Essas agressões à estética, mais que às normas, revelam muito mais que ignorância formal ou que suposta grandeza de cultivas oralmente o coloquial.
Primeiro, apontam algo delicioso, que é a profunda democratização homogenizante a que chegamos: as diversas classes falam da mesma maneira, embora uma aquinhoe-se muito melhor que outras, materialmente e em termos de prestígio social. Devo dizer que a senhora adoiradada dos seis pães transportava-se em automóvel de não menos que R$ 80.000,00.
Outra coisa que me chama profundamente a atenção é a brutalidade que há numa frase tal como esta, usada para pedir pães. Não houve um boa tarde, um por favor, nem um obrigado e certamente as ausências são se deveram àlgum intuito deliberado de ser brutal.
A perda quase absoluta da estética, do culto das formas e da precisão, por quem teoricamente teve acesso aos treinamentos escolares, vem de mãos dadas com um à vontade feito de imperativos desacompanhados das formas consagradas de lubrificação das comunicações.
Ainda há quem use da cortesia básica de dia-a-dia, como se usam roupas do século XIX, ou seja, naturalmente e sem afetação.
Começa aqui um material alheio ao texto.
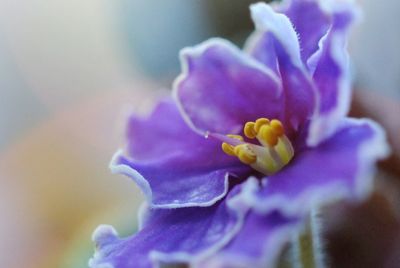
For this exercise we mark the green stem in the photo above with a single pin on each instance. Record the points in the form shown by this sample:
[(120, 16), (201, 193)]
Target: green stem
[(307, 245)]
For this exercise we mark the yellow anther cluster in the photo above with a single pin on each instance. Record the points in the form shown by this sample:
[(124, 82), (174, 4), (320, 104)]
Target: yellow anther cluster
[(267, 131), (274, 152), (229, 149), (245, 154)]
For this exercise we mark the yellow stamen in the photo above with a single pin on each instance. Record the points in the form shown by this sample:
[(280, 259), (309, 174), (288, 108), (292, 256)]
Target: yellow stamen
[(274, 151), (238, 137), (249, 130), (259, 123), (277, 127), (268, 135), (228, 149)]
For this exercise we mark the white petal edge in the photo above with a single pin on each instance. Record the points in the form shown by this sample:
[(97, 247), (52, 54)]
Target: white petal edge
[(369, 152), (237, 204), (143, 184), (323, 125), (266, 19)]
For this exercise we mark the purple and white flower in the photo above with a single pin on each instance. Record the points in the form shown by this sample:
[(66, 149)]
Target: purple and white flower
[(288, 93)]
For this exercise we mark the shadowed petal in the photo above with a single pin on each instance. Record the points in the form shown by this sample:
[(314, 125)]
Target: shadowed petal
[(221, 88), (331, 73), (258, 243), (341, 166), (185, 235), (275, 36), (174, 166)]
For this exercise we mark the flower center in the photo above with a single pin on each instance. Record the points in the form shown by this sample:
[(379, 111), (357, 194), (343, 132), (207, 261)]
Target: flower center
[(274, 151)]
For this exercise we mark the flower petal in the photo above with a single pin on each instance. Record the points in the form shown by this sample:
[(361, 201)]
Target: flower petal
[(275, 36), (258, 243), (310, 22), (340, 166), (185, 235), (174, 166), (221, 88), (331, 73)]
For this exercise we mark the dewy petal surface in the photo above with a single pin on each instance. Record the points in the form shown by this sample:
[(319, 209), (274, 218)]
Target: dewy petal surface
[(258, 243), (341, 166), (331, 74), (275, 34), (175, 235), (221, 88), (173, 165)]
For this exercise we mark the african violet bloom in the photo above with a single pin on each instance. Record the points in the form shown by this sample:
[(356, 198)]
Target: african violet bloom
[(278, 110)]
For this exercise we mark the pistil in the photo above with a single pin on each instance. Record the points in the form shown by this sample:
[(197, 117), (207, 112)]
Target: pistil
[(272, 153)]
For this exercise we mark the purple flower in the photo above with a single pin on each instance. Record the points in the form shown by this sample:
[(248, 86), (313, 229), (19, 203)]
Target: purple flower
[(278, 110)]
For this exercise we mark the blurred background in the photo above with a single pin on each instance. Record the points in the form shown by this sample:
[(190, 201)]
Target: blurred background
[(70, 73)]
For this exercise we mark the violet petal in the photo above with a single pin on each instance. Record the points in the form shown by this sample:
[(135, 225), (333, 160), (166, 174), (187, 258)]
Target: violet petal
[(341, 166), (174, 166), (185, 235), (298, 88), (331, 74), (221, 88)]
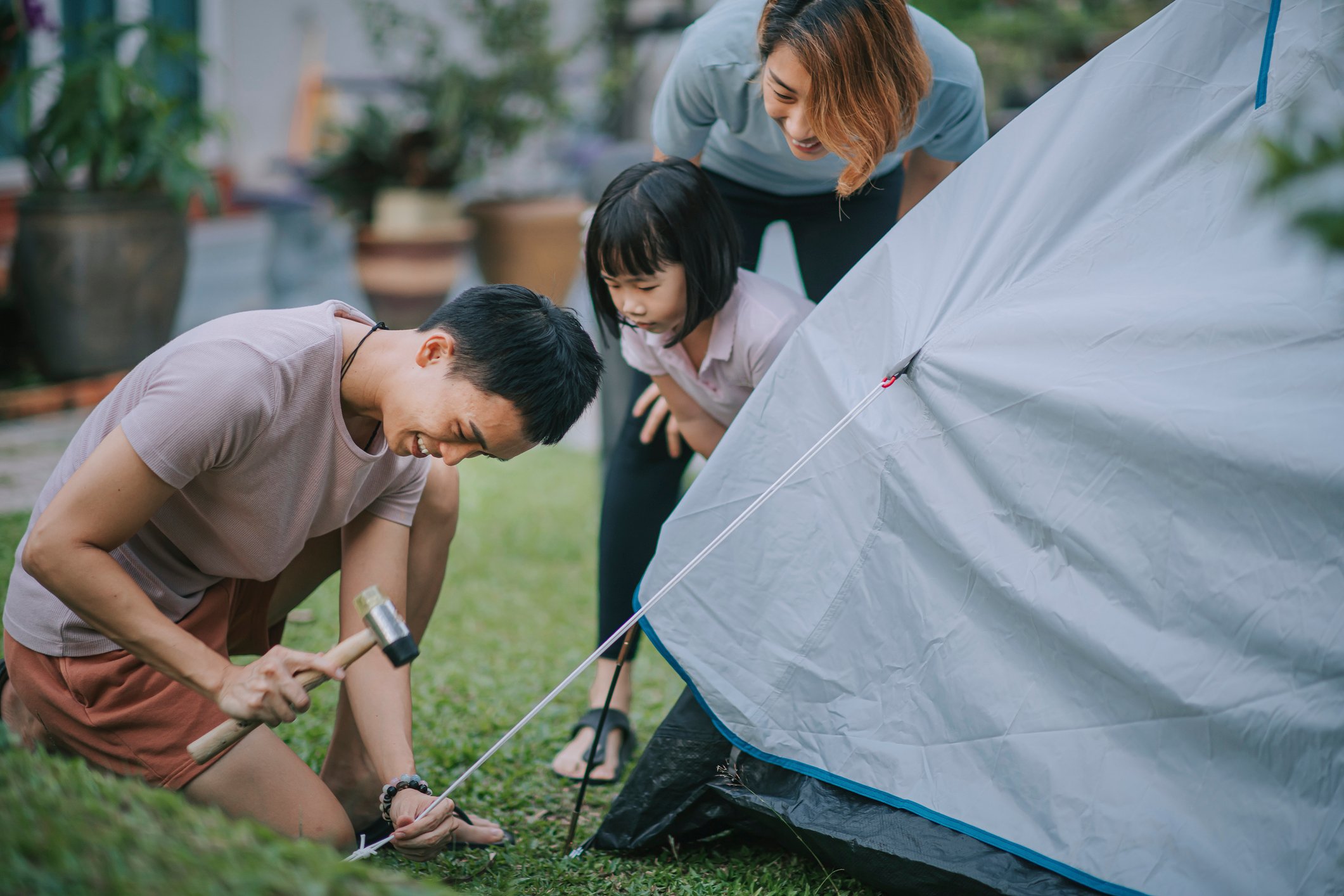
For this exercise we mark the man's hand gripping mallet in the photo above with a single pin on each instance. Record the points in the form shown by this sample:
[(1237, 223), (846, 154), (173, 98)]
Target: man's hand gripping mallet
[(383, 626)]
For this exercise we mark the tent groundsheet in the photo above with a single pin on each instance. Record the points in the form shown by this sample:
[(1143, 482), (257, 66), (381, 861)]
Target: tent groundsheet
[(1073, 586)]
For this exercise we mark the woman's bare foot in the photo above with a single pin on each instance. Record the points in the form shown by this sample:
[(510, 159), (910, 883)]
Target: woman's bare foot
[(572, 760)]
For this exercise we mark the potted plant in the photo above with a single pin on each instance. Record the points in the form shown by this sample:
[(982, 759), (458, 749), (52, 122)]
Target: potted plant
[(456, 117), (395, 179), (101, 250)]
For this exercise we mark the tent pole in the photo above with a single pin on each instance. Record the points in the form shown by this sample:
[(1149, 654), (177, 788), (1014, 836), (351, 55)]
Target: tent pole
[(597, 733)]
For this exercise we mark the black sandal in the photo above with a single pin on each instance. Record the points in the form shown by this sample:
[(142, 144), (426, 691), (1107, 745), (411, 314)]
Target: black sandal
[(616, 720)]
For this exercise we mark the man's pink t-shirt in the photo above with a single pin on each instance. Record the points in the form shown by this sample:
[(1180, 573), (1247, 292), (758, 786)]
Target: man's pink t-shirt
[(242, 417), (748, 333)]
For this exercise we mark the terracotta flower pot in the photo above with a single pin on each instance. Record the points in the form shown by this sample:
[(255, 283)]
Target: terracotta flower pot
[(98, 278), (534, 243), (406, 277)]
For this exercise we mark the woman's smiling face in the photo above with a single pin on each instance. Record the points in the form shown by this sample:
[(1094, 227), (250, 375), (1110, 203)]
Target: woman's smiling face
[(785, 86), (653, 303)]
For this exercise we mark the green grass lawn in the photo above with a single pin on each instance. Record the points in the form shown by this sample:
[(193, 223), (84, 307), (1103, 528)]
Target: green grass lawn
[(516, 614)]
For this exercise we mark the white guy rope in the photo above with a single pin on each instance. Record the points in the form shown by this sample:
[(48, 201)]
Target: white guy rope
[(364, 852)]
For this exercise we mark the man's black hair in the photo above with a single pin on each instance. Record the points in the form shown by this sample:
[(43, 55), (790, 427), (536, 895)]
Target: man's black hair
[(658, 214), (519, 345)]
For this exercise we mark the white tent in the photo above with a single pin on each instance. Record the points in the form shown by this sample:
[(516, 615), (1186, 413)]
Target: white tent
[(1073, 585)]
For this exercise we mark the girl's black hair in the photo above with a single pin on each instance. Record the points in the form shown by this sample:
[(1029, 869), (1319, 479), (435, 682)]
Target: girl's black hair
[(658, 214)]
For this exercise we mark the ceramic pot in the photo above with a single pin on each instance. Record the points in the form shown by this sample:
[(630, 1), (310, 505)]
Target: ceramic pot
[(534, 243), (98, 278), (407, 276)]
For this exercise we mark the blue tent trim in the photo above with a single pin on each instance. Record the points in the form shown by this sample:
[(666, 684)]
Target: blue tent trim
[(897, 802), (1262, 85)]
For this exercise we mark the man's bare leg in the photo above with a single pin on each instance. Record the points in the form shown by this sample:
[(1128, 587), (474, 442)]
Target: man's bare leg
[(22, 724), (262, 778)]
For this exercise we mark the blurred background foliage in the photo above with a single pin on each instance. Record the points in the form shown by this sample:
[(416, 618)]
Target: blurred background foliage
[(451, 117)]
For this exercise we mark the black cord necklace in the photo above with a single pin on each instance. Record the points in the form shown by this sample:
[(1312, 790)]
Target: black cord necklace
[(351, 361)]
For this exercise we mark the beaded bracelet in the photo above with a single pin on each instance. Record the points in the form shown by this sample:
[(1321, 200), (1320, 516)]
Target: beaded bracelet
[(395, 786)]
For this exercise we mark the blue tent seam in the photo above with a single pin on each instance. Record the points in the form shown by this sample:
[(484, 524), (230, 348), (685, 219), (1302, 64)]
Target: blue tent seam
[(1262, 85)]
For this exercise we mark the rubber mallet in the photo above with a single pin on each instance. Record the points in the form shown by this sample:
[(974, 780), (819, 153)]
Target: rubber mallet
[(383, 626)]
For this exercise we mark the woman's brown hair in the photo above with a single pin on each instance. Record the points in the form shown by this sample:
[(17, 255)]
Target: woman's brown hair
[(869, 74)]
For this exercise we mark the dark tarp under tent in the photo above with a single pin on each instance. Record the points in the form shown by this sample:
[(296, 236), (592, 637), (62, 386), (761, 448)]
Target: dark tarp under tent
[(1062, 608)]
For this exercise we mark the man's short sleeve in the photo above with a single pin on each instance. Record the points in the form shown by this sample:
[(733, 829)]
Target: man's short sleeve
[(683, 112), (961, 125), (201, 410), (401, 497), (639, 354)]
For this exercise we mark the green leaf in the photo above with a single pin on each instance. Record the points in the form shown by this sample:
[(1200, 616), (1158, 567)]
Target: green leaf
[(109, 94)]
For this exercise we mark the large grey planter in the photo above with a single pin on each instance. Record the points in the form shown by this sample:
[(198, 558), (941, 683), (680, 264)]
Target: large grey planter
[(98, 277)]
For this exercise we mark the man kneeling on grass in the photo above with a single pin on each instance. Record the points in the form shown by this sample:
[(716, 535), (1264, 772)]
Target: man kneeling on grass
[(226, 477)]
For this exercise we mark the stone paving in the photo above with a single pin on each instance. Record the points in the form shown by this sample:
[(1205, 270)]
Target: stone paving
[(29, 452)]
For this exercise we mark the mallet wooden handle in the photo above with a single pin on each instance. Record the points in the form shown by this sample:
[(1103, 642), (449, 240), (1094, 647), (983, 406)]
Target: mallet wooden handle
[(229, 733)]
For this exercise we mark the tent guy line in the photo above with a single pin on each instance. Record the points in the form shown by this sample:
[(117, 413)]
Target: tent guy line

Há quem use como a desempenhar uma personagem exótica, efeito obtido porque o número maior não usa e percebe o usar como realmente exótico.
O normal, este é a brutalidade de mão dupla. Sim, de mão dupla, porque é realmente democrático e quem ordena em dialeto a entrega de seis pão está pronto para ouvir alguma negativa ou o simples mau humor da moça da padaria, no mesmo tom.
A comunicação dos desiguais econômica e socialmente faz-se no mesmo dialeto, o que é extraordinário. Se assumo que brutalidade de imperativos não precedidos de bons dias, por favor e obrigados – além dos erros estéticos – é algo que não caracteriza os melhores, devo ficar um tanto incomodado com as possíveis conclusões.
Os mais bem aquinhoados não são melhores em nada além da inércia decorrente da classe em que nasceram ou de terem sido bem aquinhoados com os predicados do oportunismo e o talento para a vigarice.
Há nisto um tantinho de transição inconclusa do rural para o urbano. A cortesia por fórmulas consagradas, mais que um adereço barroco de dândis, é um óleo a reduzir os atritos prováveis no convívio de muitos e com interesses diversos.
A brutalidade do imperativo constante, que não se permite quase exceções, é muito caracteristicamente rural e vai bem neste meio, que funciona sem travar com menos óleo lubrificante. Transposta para outras realidades culturais, leva à duplicidade que necessariamente antecede à fixação pelo menor padrão ou à rutura definitiva.
Sempre houve quem compreendesse e desculpasse às classes mais baixas e aos anacronicamente provindos do meio rural essas formas no discurso cotidiano. Não creio absolutamente que façam mal estes que percebem e desculpam, porque se trata de algo que espontaneamente vem de onde poderia vir.
Todavia, é artificialíssimo, por um lado, que o mesmo se procure desculpar em quem reivindica superioridade, cosmopolitismo, maiores rendimentos e alguns discretos privilégios de classe.
Poderíamos aprofundar a democracia para além dos seus evidentes aspectos de liberdade de sufrágio. Seria algo em que a funcionária da padaria voltasse para casa num automóvel de R$ 80.000,00, como faz a senhora dos doirados; ou algo em que ambas retornassem a pé ou em transporte coletivo. Afinal, elas são as mesmas pessoas!